SUCCESSFUL TRADEMARK CASE
- Applicant: Optics Company
- Business: Optic component and lens designing and manufacturing
- Nationality: China
- Applying for: Trademark
- Product: Optical Lens
- Had two previous denials by USPTO for the same trademark
Optics Company sought to file for a trademark with the United States Patent and Trademark Office (USPTO) for its new optical lens it had designed. The company felt it imperative that their trademark be approved as to ensure continued productivity and growth of the company. While Optics Company was still based in China, they tried filing for a trademark with the USPTO but was denied twice. Without this approval, the company would not be protected from others who may attempt to steal the trademark. Desperately needing help, Optics Company came to Tsang and Associates wondering what we could to assist them. We believed strongly in their case and helped them refile their application on July 14, 2015. The trademark was approved February 16, 2016.
Keys to Success
When Optics Company first came to Tsang and Associates for help, we learned that they hired a Chinese trademark agent to assist them in filing for a trademark with the USPTO. However they received notice of an office action to deny and reject the trademark application. Even though they were previously denied, we believed strongly that we could overcome the reasons for denial given by the USPTO.
The denial from the initial filing came from the basis of, as stated in the denial letter, Trademark Act Section 2(d) which “bars registration of an applied-for mark that so resembles a registered ark that it is likely a potential consumer would be confused, mistaken, or deceived as to the source of the goods of the applicant and registrant”. USPTO gave reasons for denial of “similarity of marks, similarity and nature of the goods, and similarity of the trade channels of the goods”.
USPTO claimed that “applicant’s mark and design is similar to the registered marks in sound, appearance, and connotation. All of the marks include the wording ‘XXXX’. Although the marks include different stylization and/or design elements, for a composite mark containing both words and a design, the word portion may be more likely to be impressed upon a purchaser’s memory and to be used when requesting the goods and/or services”. And thus, USPTO believed that the marks had the same commercial impression. In addition, according to precedence, the respective goods need only be “related in some manner and/or if the circumstances surrounding their marketing be such that they could give rise to the mistaken belief that the goods emanate from the same source” to be considered related. Thus Optics Company’s identification of the goods was deemed to encompass the existing registrant’s goods and thus was denied.

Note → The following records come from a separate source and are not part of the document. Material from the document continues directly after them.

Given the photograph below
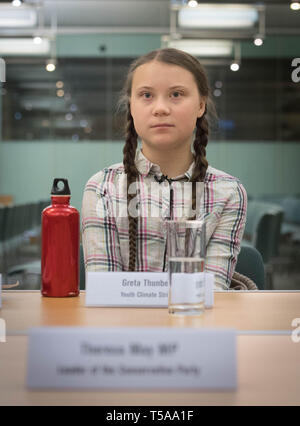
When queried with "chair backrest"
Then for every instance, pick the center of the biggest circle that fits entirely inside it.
(291, 207)
(263, 225)
(82, 269)
(250, 263)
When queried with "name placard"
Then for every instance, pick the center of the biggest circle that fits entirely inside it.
(131, 358)
(135, 289)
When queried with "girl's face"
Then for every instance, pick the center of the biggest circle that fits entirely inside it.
(165, 104)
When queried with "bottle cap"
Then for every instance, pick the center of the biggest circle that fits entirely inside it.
(62, 189)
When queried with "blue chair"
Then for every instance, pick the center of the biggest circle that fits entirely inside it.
(250, 263)
(262, 230)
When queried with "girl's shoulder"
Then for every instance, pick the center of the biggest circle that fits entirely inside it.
(108, 173)
(215, 175)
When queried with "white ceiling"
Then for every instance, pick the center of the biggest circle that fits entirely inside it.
(152, 16)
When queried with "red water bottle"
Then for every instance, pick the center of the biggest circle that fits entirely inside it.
(60, 244)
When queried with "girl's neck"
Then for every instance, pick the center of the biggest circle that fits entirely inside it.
(171, 163)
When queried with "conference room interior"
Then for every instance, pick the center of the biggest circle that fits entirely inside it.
(65, 122)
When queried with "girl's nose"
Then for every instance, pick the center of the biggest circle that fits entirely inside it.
(160, 107)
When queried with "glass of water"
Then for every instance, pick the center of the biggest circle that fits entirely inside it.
(186, 246)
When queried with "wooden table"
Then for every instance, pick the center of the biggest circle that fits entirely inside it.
(268, 359)
(241, 310)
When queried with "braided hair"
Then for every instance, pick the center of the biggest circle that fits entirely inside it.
(172, 57)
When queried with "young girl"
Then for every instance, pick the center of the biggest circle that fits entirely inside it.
(167, 101)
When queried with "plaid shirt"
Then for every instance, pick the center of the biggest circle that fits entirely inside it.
(105, 221)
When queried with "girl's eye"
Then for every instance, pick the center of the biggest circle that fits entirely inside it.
(146, 95)
(176, 94)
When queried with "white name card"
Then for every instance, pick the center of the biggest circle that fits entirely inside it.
(144, 289)
(132, 358)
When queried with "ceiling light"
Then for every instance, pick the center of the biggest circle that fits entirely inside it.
(192, 3)
(24, 16)
(258, 41)
(234, 66)
(204, 48)
(218, 16)
(17, 3)
(51, 65)
(37, 40)
(23, 46)
(295, 5)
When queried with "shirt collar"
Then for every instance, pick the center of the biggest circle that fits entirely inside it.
(145, 167)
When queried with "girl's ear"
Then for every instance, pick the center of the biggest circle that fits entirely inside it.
(202, 107)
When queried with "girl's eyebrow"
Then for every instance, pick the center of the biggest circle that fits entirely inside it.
(178, 86)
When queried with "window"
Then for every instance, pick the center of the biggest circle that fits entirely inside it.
(78, 101)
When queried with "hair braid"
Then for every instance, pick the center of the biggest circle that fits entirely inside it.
(132, 174)
(201, 163)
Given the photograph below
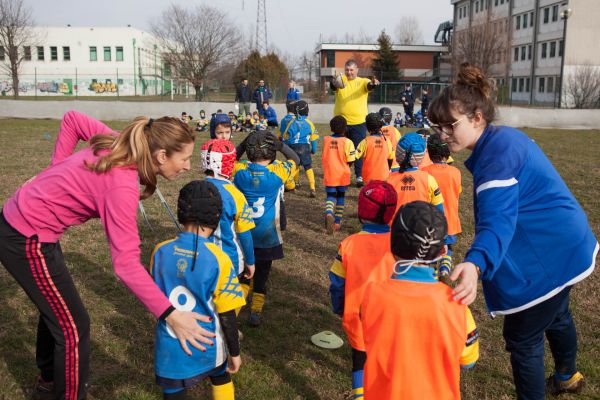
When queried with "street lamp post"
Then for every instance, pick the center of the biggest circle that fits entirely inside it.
(134, 78)
(564, 15)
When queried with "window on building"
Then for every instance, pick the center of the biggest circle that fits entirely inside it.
(544, 49)
(561, 48)
(331, 59)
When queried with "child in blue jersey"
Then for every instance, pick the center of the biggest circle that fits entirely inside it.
(197, 276)
(261, 181)
(233, 235)
(298, 132)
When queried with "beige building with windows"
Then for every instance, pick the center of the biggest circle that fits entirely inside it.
(542, 41)
(88, 61)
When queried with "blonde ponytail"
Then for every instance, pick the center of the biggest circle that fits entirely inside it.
(137, 146)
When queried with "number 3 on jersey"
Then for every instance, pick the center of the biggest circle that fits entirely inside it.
(258, 208)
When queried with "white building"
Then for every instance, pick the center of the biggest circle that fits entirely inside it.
(83, 61)
(531, 65)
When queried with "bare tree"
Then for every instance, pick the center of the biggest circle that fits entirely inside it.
(478, 45)
(582, 89)
(16, 32)
(195, 40)
(408, 31)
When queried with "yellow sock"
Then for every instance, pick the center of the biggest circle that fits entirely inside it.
(297, 176)
(310, 175)
(258, 301)
(245, 291)
(223, 392)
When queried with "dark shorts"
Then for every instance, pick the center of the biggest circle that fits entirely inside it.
(303, 151)
(168, 383)
(269, 254)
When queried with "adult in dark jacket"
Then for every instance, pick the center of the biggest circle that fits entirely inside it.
(243, 96)
(532, 241)
(261, 94)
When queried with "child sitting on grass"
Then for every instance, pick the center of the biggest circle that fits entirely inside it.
(197, 276)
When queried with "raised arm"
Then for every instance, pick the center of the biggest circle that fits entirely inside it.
(74, 127)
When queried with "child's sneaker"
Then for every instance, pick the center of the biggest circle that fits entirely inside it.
(329, 223)
(43, 390)
(572, 385)
(254, 319)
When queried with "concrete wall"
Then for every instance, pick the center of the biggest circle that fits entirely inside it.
(319, 113)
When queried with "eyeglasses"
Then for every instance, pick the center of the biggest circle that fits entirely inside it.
(446, 129)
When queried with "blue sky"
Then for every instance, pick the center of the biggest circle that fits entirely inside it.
(293, 26)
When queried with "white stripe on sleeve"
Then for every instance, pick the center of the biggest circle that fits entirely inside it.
(496, 183)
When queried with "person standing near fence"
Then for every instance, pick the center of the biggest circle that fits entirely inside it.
(243, 96)
(351, 96)
(261, 94)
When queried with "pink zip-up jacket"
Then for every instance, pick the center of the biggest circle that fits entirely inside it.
(67, 193)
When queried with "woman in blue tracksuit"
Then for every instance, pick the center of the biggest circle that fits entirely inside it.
(532, 239)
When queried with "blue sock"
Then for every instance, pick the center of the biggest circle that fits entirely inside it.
(357, 384)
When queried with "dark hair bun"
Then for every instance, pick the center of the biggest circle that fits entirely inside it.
(472, 76)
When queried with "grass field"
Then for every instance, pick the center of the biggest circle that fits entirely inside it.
(279, 361)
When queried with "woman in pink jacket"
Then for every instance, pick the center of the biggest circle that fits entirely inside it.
(100, 181)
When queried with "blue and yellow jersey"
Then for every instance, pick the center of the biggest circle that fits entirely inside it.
(263, 188)
(210, 288)
(236, 220)
(297, 130)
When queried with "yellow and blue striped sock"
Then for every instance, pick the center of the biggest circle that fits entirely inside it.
(223, 392)
(310, 176)
(357, 384)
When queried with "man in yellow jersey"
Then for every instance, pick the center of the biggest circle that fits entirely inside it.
(351, 95)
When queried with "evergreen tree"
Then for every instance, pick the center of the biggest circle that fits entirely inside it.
(385, 65)
(256, 67)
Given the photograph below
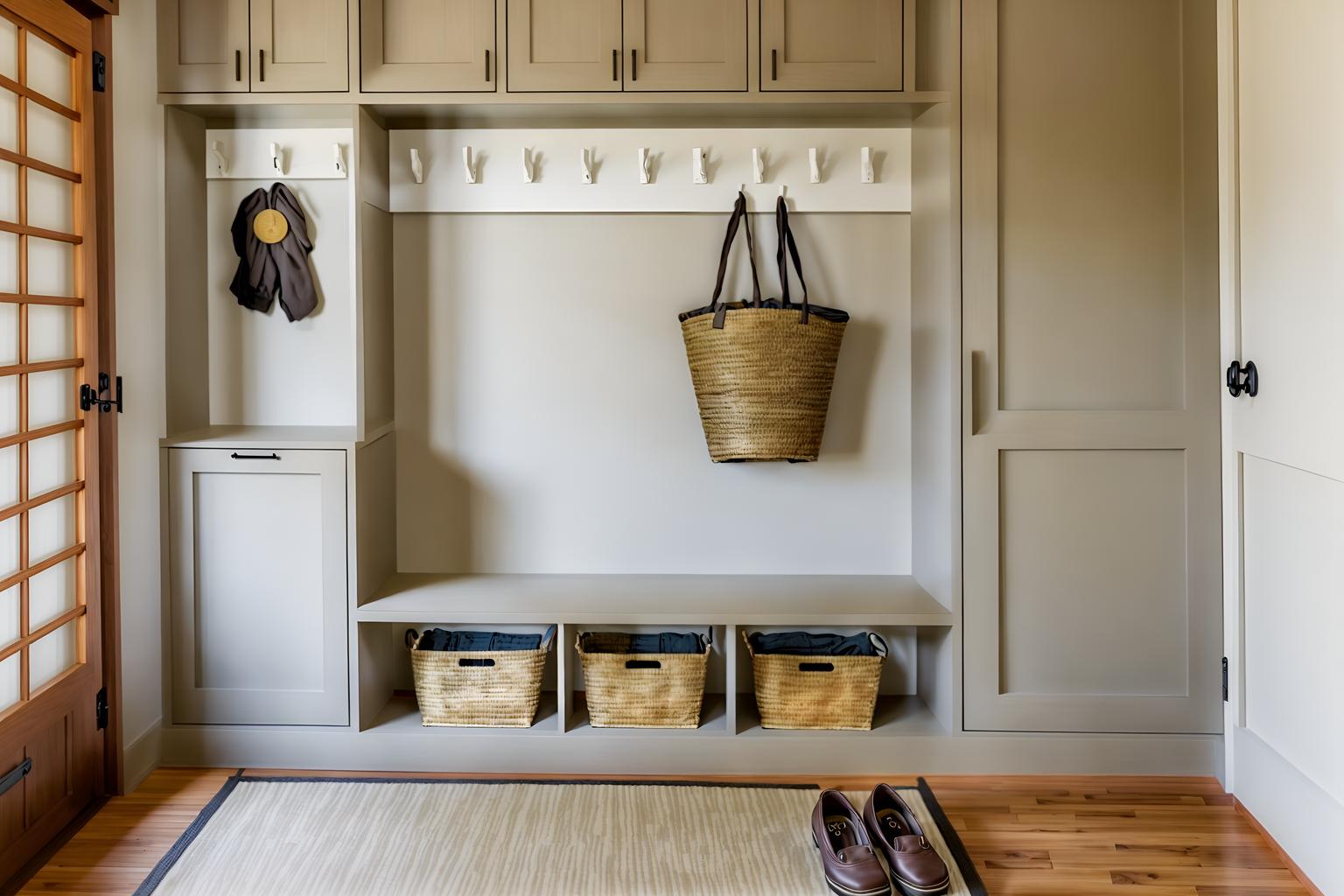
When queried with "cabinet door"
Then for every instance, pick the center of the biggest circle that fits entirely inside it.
(686, 45)
(257, 589)
(1092, 522)
(428, 45)
(203, 46)
(564, 45)
(300, 45)
(831, 45)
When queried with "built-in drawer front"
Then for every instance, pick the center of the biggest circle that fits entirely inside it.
(831, 45)
(428, 45)
(258, 595)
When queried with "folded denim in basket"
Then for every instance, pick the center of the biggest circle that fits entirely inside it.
(805, 644)
(444, 640)
(662, 642)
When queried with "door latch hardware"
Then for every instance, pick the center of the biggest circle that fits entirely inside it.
(90, 398)
(15, 775)
(1242, 379)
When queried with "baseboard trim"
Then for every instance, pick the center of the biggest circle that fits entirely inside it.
(143, 755)
(1273, 844)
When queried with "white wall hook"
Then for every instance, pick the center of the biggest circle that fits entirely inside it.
(416, 167)
(697, 175)
(217, 150)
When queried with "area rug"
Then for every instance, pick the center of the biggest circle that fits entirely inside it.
(410, 836)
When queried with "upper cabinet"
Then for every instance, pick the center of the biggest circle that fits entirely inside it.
(564, 45)
(428, 45)
(831, 45)
(203, 46)
(263, 46)
(686, 45)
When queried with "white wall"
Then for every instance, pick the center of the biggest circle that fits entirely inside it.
(137, 155)
(546, 419)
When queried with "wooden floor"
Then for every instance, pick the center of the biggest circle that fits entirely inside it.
(1030, 836)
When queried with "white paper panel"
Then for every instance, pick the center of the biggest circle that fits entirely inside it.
(52, 655)
(616, 178)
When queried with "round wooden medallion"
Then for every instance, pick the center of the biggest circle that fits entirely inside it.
(270, 226)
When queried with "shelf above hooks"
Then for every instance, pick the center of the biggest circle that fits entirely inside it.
(667, 170)
(278, 153)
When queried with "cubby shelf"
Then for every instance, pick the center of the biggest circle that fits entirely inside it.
(897, 715)
(663, 599)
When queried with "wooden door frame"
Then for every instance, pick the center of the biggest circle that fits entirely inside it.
(113, 750)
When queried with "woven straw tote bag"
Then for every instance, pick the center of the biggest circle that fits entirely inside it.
(762, 369)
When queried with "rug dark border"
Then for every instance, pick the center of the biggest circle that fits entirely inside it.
(164, 865)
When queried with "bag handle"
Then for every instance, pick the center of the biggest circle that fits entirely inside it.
(785, 234)
(739, 215)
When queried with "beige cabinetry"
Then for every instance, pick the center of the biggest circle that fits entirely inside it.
(203, 46)
(832, 45)
(564, 45)
(428, 45)
(686, 45)
(261, 46)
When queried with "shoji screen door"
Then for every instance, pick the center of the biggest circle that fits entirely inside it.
(50, 664)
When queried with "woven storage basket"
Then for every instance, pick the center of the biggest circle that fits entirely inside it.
(762, 369)
(816, 692)
(640, 690)
(479, 688)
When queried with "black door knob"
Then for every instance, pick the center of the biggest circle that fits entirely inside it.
(1242, 379)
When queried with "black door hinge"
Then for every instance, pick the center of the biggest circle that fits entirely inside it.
(90, 398)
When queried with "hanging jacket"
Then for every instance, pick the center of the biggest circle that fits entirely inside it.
(280, 270)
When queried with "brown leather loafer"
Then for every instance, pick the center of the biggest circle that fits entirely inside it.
(847, 858)
(915, 866)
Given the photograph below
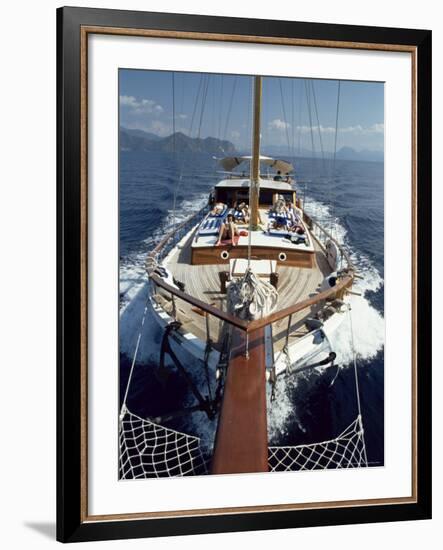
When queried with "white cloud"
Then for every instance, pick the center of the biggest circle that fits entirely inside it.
(377, 128)
(278, 124)
(142, 106)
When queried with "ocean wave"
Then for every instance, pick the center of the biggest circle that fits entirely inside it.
(367, 338)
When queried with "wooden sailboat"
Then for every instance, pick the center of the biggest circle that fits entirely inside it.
(282, 250)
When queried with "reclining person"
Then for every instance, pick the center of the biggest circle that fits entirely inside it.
(228, 231)
(217, 209)
(241, 213)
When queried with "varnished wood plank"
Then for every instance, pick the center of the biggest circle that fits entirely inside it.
(241, 443)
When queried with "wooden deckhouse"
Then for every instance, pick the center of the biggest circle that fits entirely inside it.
(190, 272)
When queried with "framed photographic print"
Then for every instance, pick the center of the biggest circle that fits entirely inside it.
(244, 265)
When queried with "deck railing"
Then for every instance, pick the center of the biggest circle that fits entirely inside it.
(165, 245)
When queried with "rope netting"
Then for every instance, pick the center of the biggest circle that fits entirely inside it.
(148, 450)
(345, 451)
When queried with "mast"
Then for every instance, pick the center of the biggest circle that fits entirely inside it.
(255, 162)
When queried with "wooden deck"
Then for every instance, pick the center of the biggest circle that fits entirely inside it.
(203, 282)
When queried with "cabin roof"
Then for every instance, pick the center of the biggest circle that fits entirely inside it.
(236, 183)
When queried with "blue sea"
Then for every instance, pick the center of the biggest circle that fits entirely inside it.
(311, 407)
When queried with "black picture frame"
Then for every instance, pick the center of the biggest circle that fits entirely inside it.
(71, 523)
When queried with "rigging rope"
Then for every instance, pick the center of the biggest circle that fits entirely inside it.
(334, 157)
(284, 116)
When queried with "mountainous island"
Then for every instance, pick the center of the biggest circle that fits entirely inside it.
(138, 140)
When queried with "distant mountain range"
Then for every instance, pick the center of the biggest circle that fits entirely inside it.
(138, 140)
(345, 153)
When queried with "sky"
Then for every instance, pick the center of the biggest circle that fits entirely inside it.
(297, 114)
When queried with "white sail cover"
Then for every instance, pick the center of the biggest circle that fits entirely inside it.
(229, 163)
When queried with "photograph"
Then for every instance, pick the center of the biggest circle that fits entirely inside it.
(251, 274)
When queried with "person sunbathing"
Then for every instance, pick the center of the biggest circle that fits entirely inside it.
(217, 209)
(241, 213)
(228, 231)
(297, 228)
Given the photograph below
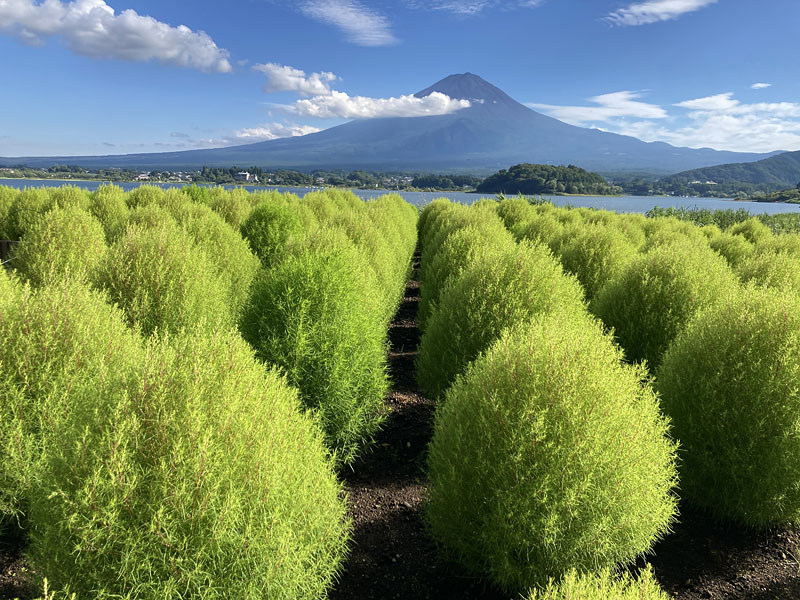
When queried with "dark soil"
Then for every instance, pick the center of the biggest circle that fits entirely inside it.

Despite these objections from USPTO, we believed that we could overcome these reasons and help our client gain approval of the trademark for the optical lenses. In the filing that we assisted Optics Company to perform, we took heed of the USPTO reasons for denial. As such, we were able to help the company narrow their trademark so that it wouldn’t be commercially deceiving. In addition, we made sure that our trademark filing was more focused than before, ensuring that there would not be grounds for any contention regarding the similarity of marks or the relatedness of goods. We took extra care in caution, fully examining the existing trademarks and making sure that Optics Company’s product and mark would not be mistaken for any other. After gathering all the facts and details, we helped to form our client’s trademark application and filed it on July 14, 2015.
Our client’s trademark application was approved by USPTO on February 16, 2016 about 7 months after the initial filing.
*Name has been changed to protect client identity.